千坂恭一『思想としてのファシズム――「大東亜戦争」と1968』(彩流社)
<目次>
     I
中野正剛と東方会──日本ファシズムの源流とファシスト民主主義
内田良平と黒龍会──アジア主義の戦争と革命
世界革命としての八紘一宇──保守と右翼の相克
     II
1968年の戦争と可能性──新左翼、アナキズム、ファシズム

連合赤軍の倫理とその時代──「軍」と「戦争」の主張
蓮田善明・三島由紀夫と現在の系譜──戦後思想と保守革命
     III
ロングインタビュー──21世紀の革命戦争──ファシズム・ホロコースト
     *
「未だ『ファシズム』は牢獄に幽閉されたままである」と著者は言う。巧みなレトリックかと思うと、そうではなく、著者の歴史認識、思想の基本的構えから言って、「ファシズムの可能性」を正面切って問いかえすことなしに、現代を生き延びることはできないと見ている。

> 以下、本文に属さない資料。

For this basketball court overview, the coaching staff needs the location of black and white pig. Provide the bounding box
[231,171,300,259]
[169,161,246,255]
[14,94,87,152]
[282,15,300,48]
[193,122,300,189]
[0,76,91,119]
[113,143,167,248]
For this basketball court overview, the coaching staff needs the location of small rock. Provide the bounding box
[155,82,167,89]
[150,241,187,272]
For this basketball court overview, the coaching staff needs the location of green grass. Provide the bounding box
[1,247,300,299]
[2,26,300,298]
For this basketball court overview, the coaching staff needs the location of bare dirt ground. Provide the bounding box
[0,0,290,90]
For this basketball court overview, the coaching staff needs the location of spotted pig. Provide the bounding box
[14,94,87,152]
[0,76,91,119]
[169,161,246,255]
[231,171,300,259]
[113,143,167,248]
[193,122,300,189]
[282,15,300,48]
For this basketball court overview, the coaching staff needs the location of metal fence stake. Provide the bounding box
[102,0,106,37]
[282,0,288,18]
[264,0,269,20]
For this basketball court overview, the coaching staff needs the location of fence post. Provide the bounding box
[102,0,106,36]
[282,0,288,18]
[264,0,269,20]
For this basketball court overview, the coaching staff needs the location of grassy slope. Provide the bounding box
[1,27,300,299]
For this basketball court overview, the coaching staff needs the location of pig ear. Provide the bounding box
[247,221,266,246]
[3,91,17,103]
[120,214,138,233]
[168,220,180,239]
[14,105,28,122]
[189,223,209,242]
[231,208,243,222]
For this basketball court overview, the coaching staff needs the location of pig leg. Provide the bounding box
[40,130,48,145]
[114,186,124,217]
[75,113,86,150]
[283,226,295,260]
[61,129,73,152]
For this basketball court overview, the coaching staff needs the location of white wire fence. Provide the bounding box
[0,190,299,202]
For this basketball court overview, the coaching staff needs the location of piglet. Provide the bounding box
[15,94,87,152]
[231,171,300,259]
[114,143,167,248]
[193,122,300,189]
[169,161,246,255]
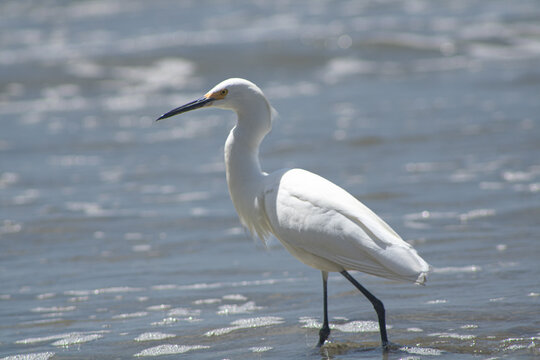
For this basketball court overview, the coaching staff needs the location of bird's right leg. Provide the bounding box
[318,271,330,346]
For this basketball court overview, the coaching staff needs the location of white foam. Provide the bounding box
[68,296,88,302]
[405,162,453,173]
[52,334,103,347]
[66,59,104,78]
[299,317,385,332]
[459,208,496,222]
[450,169,477,183]
[403,210,459,229]
[151,284,178,291]
[124,232,144,240]
[217,301,263,315]
[193,298,221,305]
[65,202,106,216]
[429,332,476,340]
[496,244,508,252]
[153,277,302,292]
[18,331,107,347]
[134,332,176,342]
[99,168,124,183]
[19,318,64,326]
[205,316,284,337]
[505,343,529,351]
[15,331,108,346]
[333,320,380,333]
[222,294,248,301]
[404,220,431,230]
[146,304,171,311]
[132,244,151,252]
[36,293,56,300]
[93,286,145,294]
[50,155,101,167]
[12,189,40,205]
[64,289,92,296]
[400,346,443,355]
[425,299,447,305]
[114,58,195,93]
[405,210,458,221]
[0,352,55,360]
[16,334,69,345]
[64,2,126,18]
[323,57,378,82]
[250,346,273,353]
[134,344,209,357]
[112,311,148,319]
[503,170,537,182]
[299,317,321,329]
[151,317,178,326]
[140,184,176,195]
[203,326,238,337]
[0,172,19,188]
[167,307,201,317]
[31,306,75,313]
[0,220,22,235]
[233,317,284,328]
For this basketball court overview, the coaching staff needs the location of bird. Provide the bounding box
[156,78,431,349]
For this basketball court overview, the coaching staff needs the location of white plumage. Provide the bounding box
[261,168,429,283]
[157,78,431,348]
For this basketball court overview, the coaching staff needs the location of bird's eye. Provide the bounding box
[209,88,228,100]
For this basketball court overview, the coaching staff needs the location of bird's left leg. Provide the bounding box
[318,271,330,346]
[340,270,389,349]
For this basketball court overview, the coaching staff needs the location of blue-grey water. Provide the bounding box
[1,1,539,359]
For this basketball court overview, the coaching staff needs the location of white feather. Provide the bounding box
[260,169,430,284]
[209,78,429,284]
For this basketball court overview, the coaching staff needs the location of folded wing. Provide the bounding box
[262,169,430,284]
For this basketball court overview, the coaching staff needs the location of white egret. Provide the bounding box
[156,78,431,348]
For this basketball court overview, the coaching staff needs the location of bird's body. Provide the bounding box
[157,78,431,349]
[252,168,428,282]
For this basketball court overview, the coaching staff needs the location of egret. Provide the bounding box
[156,78,431,348]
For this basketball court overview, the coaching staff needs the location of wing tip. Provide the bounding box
[414,265,432,286]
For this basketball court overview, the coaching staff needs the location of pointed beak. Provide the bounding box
[156,96,214,121]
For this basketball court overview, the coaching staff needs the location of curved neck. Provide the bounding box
[224,102,271,217]
[225,126,263,179]
[234,95,272,148]
[225,96,272,175]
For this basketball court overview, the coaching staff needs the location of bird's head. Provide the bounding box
[156,78,268,121]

1930年代ファシズムを、戦後的視点から決めつけるのではなく、当時の位相に即してみるならば、資本主義批判、帝国主義批判の文脈が浮かび上がる。反帝反スタは、1960年代に登場した新左翼思想と言う前に、1930年代ファシズムの基本的立場だった。それが悲惨な歴史を生み出し、戦争に敗れたことによって「牢獄に幽閉」されることになった。このためファシズムに対する本格的な内在的批判はなされていない、という。

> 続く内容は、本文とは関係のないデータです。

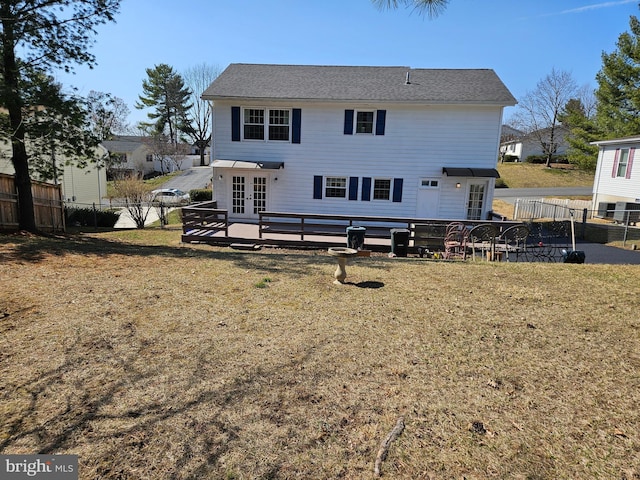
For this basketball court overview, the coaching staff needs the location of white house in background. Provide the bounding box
[101,135,203,177]
[500,125,570,162]
[591,136,640,222]
[202,64,516,222]
[0,145,107,207]
[101,135,154,177]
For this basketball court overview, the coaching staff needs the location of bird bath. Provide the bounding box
[328,247,358,284]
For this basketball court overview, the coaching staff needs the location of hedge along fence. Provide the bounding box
[0,173,64,232]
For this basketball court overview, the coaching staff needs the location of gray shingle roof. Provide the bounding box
[202,64,516,106]
[101,135,147,153]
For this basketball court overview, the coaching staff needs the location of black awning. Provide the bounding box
[212,159,284,170]
[442,167,500,178]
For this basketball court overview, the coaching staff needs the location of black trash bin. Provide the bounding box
[390,228,410,257]
[346,226,366,250]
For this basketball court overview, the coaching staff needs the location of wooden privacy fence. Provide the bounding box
[0,173,64,232]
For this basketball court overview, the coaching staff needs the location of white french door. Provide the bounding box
[232,174,268,219]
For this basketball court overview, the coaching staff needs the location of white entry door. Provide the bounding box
[232,174,268,219]
[416,178,440,218]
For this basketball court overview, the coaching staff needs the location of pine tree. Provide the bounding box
[560,98,602,172]
[136,64,193,145]
[0,0,120,232]
[596,13,640,137]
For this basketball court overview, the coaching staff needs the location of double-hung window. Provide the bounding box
[325,177,347,198]
[356,111,374,134]
[243,108,290,141]
[617,149,630,177]
[269,109,290,140]
[243,108,265,140]
[372,179,391,200]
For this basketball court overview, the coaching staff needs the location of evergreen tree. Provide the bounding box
[0,0,120,232]
[596,13,640,137]
[136,64,193,145]
[560,98,602,172]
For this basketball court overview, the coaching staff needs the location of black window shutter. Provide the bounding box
[344,110,354,135]
[348,177,359,200]
[392,178,403,202]
[313,176,323,199]
[231,106,241,141]
[361,177,371,201]
[375,110,386,136]
[292,108,301,144]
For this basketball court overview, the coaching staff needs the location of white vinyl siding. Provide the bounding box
[212,100,503,219]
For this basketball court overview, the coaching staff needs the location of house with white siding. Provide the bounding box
[202,64,516,222]
[591,136,640,222]
[0,144,107,207]
[499,125,570,163]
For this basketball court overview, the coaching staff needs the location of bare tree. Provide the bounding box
[510,68,578,167]
[183,63,221,166]
[86,91,131,140]
[110,176,153,229]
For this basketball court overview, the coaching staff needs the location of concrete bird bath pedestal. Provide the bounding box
[328,247,358,284]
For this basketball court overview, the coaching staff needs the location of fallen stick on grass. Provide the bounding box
[374,415,405,478]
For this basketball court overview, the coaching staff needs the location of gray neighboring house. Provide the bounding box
[203,64,516,221]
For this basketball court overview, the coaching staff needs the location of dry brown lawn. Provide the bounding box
[1,232,639,479]
[496,163,594,189]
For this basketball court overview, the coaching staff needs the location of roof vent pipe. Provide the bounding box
[405,71,411,85]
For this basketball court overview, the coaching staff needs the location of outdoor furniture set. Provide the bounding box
[438,220,573,262]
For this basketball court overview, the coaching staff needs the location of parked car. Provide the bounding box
[150,188,190,206]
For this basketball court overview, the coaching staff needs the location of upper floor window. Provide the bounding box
[146,154,153,162]
[616,149,630,177]
[356,111,374,134]
[344,109,386,136]
[243,108,290,141]
[243,108,265,140]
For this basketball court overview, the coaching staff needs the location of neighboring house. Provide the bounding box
[591,136,640,222]
[202,64,516,222]
[499,125,524,160]
[500,125,570,162]
[101,135,203,177]
[101,135,155,177]
[0,145,107,207]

そこで著者は、1930年代ファシズムの断面を中野正剛、内田良平、蓮田善明に見て、その限界と可能性を再考する。さらに、1968年に焦点を当て、全共闘時代・新左翼の意義と限界、連合赤軍とは何だったのか、そしてこれに対する三島由紀夫の位置を探る。
著者紹介は次のようになっている。
 
1950 年生まれ。高校在学中からアナキズム運動に参加し、「アナキスト高校生連合」や「大阪浪共闘」で活動。70 年代初頭、新左翼論壇において最年少のイデオローグとして注目され、『歴史からの黙示』(田畑書店)を著すも、次第に隠遁生活へ移行。長期にわたる沈黙を経て、08 年頃から再び雑誌などに精力的に論文を発表しはじめ、「アナキスト的ファシスト」とも評される異端の過激論客として劇的な復活を果たした。
 
バクーニン的アナキズムに発したが、やがてアナキズムの限界を悟り、思想の翼を広げたが、一時は隠遁し、近年「復活」し、本書に至る。経歴に見合って、1968年の記述は、東京中心、年長世代の全共闘論を批判し、大阪の、若年世代の問題意識に即した運動論と世界認識を紹介し、現在の問題につなげようとするところはおもしろい。

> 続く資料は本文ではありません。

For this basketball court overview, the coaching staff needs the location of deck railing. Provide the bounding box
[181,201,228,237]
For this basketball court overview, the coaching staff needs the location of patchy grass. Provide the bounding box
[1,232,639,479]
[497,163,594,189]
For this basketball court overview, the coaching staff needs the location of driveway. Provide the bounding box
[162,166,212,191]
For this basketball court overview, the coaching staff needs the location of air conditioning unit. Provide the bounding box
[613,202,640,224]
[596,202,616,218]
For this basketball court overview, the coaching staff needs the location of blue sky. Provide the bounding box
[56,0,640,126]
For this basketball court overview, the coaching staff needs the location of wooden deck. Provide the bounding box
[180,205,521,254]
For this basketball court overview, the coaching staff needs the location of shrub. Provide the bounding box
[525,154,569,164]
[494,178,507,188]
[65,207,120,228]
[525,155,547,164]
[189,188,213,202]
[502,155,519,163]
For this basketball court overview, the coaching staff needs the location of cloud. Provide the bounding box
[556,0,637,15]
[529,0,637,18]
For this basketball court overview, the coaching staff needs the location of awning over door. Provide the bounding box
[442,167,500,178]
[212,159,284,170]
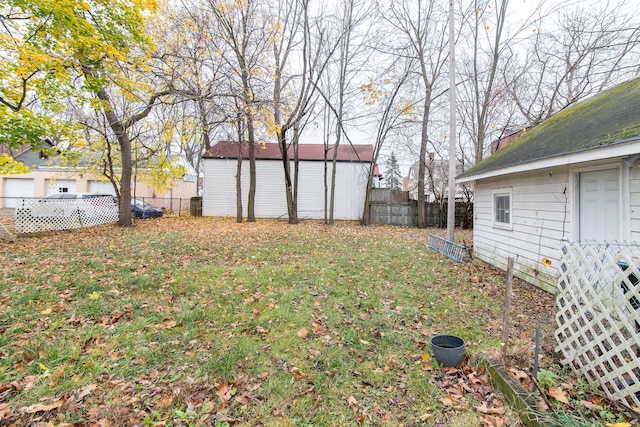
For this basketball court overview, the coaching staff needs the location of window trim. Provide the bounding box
[493,188,512,229]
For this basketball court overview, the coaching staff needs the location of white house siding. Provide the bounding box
[473,166,574,293]
[202,159,369,220]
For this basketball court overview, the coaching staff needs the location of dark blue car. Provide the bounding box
[131,198,163,219]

団塊世代が1946~49年を中心とすると、著者はその最後の時期に当たり、当時は高校生・浪人生として運動に参加していた。運動の中で自己形成をした年代と言う。そのことが持つ意味にこだわっている。東京中心、年長世代が残した全共闘イメージを覆す試みでもある。当時、中学生で、全共闘運動に批判的だった私から見れば、その違いは些末でどうでもいいことだが、著者にとっては、そこにこだわり続ける必要があるのだろう。
アナキズムに始まり、資本主義、帝国主義を批判し、乗り越える思想を模索してきた著者は、大東亜戦争と1968年という2つの歴史的転換に着目し、そこから次の思想を展望する。その際に、ファシズム論は避けて通ることはできない。
私は著者とは立場も考えも異なるが、著者の問題提起はユニークであると同時に、必然でもあると思う。いかなる立場であれ、ファシズム論抜きに現代を語ることはできない。